Zhao Aiping, 36, is a farmer infected with HIV for blood selling in mid-1990s in central Henan Province. She developed AIDS symptoms in 2002. Her husband is also living with the virus.
The couple used to earn over 10,000 yuan (1,250 dollars) a year, quite wealthy by local standard. But since Zhao was overwhelmed by the disease in 2002, they have gradually drained savings and have to rely on government subsidies.
Worse still, Zhao was told by doctors that she would become drug-resistant till next year and have to turn to better anti-viral medicines.
"It costs about 10,000 yuan a month to buy imported second-line medicines. We don't have the money," she said.
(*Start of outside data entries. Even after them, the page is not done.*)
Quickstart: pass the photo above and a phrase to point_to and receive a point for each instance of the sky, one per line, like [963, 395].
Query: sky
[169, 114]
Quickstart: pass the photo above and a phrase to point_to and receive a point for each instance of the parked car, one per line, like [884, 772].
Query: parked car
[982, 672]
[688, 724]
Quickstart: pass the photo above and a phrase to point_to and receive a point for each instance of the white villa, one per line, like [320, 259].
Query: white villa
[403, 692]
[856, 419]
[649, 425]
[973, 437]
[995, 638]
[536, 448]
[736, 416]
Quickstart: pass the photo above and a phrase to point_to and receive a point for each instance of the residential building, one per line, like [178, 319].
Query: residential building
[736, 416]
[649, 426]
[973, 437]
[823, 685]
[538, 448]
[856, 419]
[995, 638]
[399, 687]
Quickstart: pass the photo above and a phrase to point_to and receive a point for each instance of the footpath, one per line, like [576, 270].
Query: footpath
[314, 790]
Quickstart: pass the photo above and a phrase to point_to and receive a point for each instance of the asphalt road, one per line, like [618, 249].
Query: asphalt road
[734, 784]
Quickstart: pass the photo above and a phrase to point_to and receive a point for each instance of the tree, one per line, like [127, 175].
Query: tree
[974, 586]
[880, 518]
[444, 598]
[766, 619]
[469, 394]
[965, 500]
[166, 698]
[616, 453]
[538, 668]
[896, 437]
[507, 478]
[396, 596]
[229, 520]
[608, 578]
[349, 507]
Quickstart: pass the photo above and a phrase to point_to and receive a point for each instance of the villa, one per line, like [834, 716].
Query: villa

As transnational own the copyright of over 20 kinds of anti-viral medicines, Chinese manufacturers can not make copies of them.
In July and September, a number of HIV-infected gathered in Beijing and southwestern Kunming city, calling on transnational to cut prices of anti-AIDS medicines.
India, Thailand, Brail and some other developing countries have given "mandatory permit" to domestic companies for producing copies of advanced foreign anti-AIDS medicines so as to reduce the prices.
"If international makers refuse to lower the prices, we hope the government will issue "mandatory permit" to domestic companies so as to help more HIV-infected get more effective treatment and sustain their hope for life.”